Gao Jie, Fu Yao, He Kuiqiang, Xu Qinfeng, Wang Feng, Guo Hongqian
Department of Urology, Nanjing Drum Tower Hospital, The Affiliated Hospital of Nanjing University Medical School, Institute of Urology Nanjing University, Jiangsu, China.
Department of Pathology, Nanjing Drum Tower Hospital, The Affiliated Hospital of Nanjing University Medical School, Jiangsu, China.
Mol Imaging Biol. 2025 Feb;27(1):44-53. doi: 10.1007/s11307-024-01974-2. Epub 2024 Dec 16.
To develop a novel risk model incorporating Ga-PSMA PET/CT parameters for prediction of perineural invasion (PNI) of prostate cancer (PCa).
The study retrospectively enrolled 192 PCa patients with preoperative multiparametric MRI, Ga-PSMA PET/CT and radical specimen. Imaging parameters were derived from both mpMRI and PET/CT images. S100 immunohistochemistry staining was conducted to evaluate PNI of PCa. Significant predictors were derived with univariate and multivariate logistic regression analyses, and the PNI-risk nomogram was constructed with significant predictors. Internal discrimination validation was performed with receiver operating characteristic analysis. Calibration curves were plotted, decision curve and clinical impact curve analysis were performed for clinical benefit exploration.
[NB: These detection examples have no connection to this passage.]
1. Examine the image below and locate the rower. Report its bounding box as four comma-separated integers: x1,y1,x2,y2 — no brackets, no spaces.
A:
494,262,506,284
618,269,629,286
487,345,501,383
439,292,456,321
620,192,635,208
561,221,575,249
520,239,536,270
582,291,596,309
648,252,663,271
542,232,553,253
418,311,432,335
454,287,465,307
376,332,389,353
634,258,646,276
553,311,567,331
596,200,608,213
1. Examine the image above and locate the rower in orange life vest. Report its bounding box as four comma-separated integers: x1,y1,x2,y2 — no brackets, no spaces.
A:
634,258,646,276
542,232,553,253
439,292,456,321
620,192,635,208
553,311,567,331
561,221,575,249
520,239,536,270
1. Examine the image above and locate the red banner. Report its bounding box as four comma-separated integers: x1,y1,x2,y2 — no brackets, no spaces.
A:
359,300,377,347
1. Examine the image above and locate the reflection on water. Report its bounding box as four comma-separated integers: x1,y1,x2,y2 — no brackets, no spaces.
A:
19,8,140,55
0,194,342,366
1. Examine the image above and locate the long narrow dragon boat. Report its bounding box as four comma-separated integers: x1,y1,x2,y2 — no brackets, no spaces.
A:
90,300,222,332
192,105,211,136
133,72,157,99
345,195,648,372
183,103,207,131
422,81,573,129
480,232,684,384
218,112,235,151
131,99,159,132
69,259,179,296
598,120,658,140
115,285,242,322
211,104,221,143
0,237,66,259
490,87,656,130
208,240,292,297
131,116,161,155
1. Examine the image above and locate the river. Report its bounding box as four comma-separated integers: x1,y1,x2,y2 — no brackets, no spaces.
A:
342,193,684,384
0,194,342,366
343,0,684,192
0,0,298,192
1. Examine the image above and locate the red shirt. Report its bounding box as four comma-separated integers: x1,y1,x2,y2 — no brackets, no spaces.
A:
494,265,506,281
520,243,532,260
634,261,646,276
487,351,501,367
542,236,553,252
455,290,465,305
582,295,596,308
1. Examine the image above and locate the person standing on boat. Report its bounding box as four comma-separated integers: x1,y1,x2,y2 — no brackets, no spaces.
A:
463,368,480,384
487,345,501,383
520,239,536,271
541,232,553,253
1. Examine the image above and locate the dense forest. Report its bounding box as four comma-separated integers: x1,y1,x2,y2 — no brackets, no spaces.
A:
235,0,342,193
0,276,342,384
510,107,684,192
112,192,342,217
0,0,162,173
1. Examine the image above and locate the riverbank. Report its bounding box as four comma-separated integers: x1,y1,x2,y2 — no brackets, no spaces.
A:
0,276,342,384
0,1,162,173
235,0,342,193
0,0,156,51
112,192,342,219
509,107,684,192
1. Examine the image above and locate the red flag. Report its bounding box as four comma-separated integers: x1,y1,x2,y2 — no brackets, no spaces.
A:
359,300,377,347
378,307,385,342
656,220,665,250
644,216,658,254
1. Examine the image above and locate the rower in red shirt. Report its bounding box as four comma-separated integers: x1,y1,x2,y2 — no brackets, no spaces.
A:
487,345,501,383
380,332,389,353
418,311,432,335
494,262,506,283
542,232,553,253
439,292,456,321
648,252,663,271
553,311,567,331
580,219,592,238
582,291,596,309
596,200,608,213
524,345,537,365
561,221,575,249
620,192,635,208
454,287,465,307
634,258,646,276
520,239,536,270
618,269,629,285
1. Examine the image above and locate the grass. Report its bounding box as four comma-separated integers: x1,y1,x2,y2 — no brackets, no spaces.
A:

With the median peritumoral nerve density of 6, patients were stratified as low-PNI group (nerve density < 6, n = 78, 40.6%) and high-PNI group (nerve density ≥ 6, n = 114, 59.4%). Compared with low-PNI PCa, high-PNI PCa harbored significantly larger imaging lesion diameter (P < 0.001), higher PI-RADS score (P = 0.009), higher SUVmax (P < 0.001), larger tumor diameter (P = 0.024) and higher Gleason grade group (P < 0.001). Further, with univariate and multivariate analyses, imaging lesion diameter (OR 2.98, 95% CI 1.73-5.16, P = 0.004) and SUVmax (OR 3.59, 95%CI 2.32-5.55, P < 0.001) and were identified as independent predictors for PNI in PCa, and a PNI-risk nomogram incorporating these two predictors was constructed. The PNI-risk nomogram demonstrated considerable calibration (mean absolute error 0.026) and discrimination (area under the curve = 0.889, sensitivity 73.1%, specificity 97.4%) abilities, harboring net benefits with threshold probabilities range from 0 to 0.80.
Ga-PSMA PET/CT-based model could effectively predict the perineural invasion of PCa. These results may help with the decision-making on active surveillance, focal therapy and surgery approach. Additionally, patients suspicious of high-density PNI PCa should receive more radical treatment than low-PNI PCa.
开发一种结合镓-前列腺特异性膜抗原(Ga-PSMA)正电子发射断层扫描/计算机断层扫描(PET/CT)参数的新型风险模型,用于预测前列腺癌(PCa)的神经周围侵犯(PNI)。
本研究回顾性纳入了192例术前行多参数磁共振成像(mpMRI)、Ga-PSMA PET/CT检查及根治性标本的PCa患者。成像参数来自mpMRI和PET/CT图像。进行S100免疫组织化学染色以评估PCa的PNI。通过单因素和多因素逻辑回归分析得出显著预测因子,并使用显著预测因子构建PNI风险列线图。采用受试者操作特征分析进行内部判别验证。绘制校准曲线,进行决策曲线和临床影响曲线分析以探索临床获益。
肿瘤周围神经密度中位数为6,患者被分为低PNI组(神经密度<6,n = 78,40.6%)和高PNI组(神经密度≥6,n = 114,59.4%)。与低PNI的PCa相比,高PNI的PCa具有显著更大的成像病变直径(P<0.001)、更高的前列腺影像报告和数据系统(PI-RADS)评分(P = 0.009)、更高的最大标准摄取值(SUVmax)(P<0.001)、更大的肿瘤直径(P = 0.024)和更高的Gleason分级组(P<0.001)。此外,通过单因素和多因素分析,成像病变直径(比值比[OR]2.98,95%置信区间[CI]1.73 - 5.16,P = 0.004)和SUVmax(OR 3.59,95%CI 2.32 - 5.55,P<0.001)被确定为PCa中PNI的独立预测因子,并构建了包含这两个预测因子的PNI风险列线图。PNI风险列线图显示出良好的校准能力(平均绝对误差0.026)和判别能力(曲线下面积 = 0.889,灵敏度73.1%,特异性97.4%),在阈值概率范围为0至0.80时具有净获益。
基于Ga-PSMA PET/CT的模型可以有效预测PCa的神经周围侵犯。这些结果可能有助于在主动监测、局部治疗和手术方法的决策制定。此外,怀疑为高密度PNI的PCa患者应比低PNI的PCa患者接受更积极的治疗。